In 1817, at age 51, Brewster became a member of the first class of the first school for the deaf in America: the Connecticut Asylum for the Instruction and Education of Deaf and Dumb Persons in Hartford. He spent three years there and then resumed his career and his residence in Maine, where he lived in the town of Buxton with one of his brothers. He died at 88 in 1854.

Exhibition wall texts argue that being deaf was an asset for Brewster as a painter: "Brewster's deafness may have improved his ability to paint portraits," reads one. "Unable to hear or speak, Brewster focused his energy on capturing minute details of facial expressions. He greatly emphasized his sitters' gazes, as eye contact was critical to communication among the Deaf."

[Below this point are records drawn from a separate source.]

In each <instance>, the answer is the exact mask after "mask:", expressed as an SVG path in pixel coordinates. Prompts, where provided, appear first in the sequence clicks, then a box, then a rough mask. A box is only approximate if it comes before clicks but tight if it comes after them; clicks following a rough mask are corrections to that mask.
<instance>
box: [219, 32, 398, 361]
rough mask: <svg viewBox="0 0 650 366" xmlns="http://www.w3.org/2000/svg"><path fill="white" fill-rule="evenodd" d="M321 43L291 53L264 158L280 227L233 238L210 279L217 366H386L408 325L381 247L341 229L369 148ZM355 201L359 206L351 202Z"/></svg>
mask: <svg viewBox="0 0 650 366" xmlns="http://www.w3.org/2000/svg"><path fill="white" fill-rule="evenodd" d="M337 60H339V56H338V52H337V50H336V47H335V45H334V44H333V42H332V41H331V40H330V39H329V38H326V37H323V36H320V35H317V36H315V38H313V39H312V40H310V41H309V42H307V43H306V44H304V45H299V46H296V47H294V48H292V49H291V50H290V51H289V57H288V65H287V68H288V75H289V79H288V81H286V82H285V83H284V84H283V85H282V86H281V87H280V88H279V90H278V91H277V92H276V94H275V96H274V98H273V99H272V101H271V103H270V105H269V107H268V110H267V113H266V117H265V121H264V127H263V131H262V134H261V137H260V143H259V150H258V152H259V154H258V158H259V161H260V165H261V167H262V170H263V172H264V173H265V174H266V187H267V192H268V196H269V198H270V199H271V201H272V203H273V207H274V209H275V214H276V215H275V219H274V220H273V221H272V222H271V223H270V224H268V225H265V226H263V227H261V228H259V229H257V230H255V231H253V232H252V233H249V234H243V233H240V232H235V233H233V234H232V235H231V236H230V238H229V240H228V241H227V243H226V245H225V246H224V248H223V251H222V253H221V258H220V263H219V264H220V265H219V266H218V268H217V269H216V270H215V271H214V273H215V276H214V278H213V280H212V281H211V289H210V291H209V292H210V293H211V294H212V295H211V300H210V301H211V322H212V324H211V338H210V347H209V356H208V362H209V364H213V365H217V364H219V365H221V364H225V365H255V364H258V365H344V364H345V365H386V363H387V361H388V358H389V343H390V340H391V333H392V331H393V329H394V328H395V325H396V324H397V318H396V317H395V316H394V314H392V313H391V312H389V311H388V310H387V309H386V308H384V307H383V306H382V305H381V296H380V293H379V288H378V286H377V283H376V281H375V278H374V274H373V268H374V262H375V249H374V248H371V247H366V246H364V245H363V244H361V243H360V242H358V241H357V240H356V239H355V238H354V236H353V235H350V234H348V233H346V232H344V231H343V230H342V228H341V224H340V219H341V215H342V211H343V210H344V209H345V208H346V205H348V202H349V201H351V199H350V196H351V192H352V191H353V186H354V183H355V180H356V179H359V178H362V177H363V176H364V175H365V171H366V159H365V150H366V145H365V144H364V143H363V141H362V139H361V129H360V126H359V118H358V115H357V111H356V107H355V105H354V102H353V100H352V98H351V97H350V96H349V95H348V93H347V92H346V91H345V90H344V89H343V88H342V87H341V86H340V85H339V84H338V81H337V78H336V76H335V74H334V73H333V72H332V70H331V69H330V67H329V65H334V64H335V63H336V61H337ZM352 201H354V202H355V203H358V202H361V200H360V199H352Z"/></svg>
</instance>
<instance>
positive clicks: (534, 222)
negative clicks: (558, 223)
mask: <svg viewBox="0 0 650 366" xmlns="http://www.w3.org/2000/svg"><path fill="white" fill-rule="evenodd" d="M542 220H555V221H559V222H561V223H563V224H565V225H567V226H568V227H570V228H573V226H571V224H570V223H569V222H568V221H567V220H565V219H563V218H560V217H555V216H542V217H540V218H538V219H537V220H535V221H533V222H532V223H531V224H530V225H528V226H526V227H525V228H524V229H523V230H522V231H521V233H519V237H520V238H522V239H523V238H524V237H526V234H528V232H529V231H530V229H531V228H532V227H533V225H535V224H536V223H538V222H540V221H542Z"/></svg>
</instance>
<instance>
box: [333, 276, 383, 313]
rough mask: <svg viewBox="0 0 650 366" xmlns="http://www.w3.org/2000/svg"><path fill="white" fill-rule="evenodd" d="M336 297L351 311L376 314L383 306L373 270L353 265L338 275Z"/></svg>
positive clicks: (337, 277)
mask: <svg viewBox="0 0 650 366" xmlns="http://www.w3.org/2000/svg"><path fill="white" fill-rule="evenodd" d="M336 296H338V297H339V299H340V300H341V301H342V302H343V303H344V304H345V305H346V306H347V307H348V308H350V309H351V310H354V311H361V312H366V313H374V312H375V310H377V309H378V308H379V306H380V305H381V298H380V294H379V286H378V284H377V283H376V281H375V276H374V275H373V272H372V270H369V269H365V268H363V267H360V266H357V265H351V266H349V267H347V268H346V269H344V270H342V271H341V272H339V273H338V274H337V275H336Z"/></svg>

The text observes further, "Studies prove that since Deaf people rely on visual cues for communication, they can differentiate subtle differences in facial expressions much better than hearing people."

Elsewhere, a wall text speculates that Brewster may have related especially well to children, who would have been fascinated and amused by his animated gestures and other curious ways of behaving.

The proposition that his paintings reveal a greater than normal visual acuity is not wholly convincing -- countless hearing artists have demonstrated extraordinary sensitivity to visual experience. But it is tempting to think that the mysteriousness of Brewster's portraits might express something he actually felt in the presence of other people: that his subjects lived in a world to which he had limited access. Of course, you don't have to be deaf to be mystified by what is going on in other people's heads; it's just that Brewster makes that experience unusually vivid.

The enigmatic mood is especially strong in the portraits of children. Most of them hold small, symbolic accoutrements: a piece of fruit, a toy horn, a book, a basket, a flower. One little girl in a white, ankle-length gown has one red slipper on while she dangles the other by its black lace from the fingers of one hand. Several have small birds perched on their fingers -- symbolizing the soul, which leaves the body after death, according to a wall label. Children often did die young, and at least one of Brewster's child portraits -- an image of his 5-year-old sister Sophia in front of a desolate landscape and a mournful, dusky red sunset -- is thought to have been painted posthumously.

Like his grown - ups, Brewster's children are solemn, but they have a touching sweetness about them. They appear to mean more to Brewster than the adults do, as though they were emissaries from some mystical never-never land that he would have loved to visit.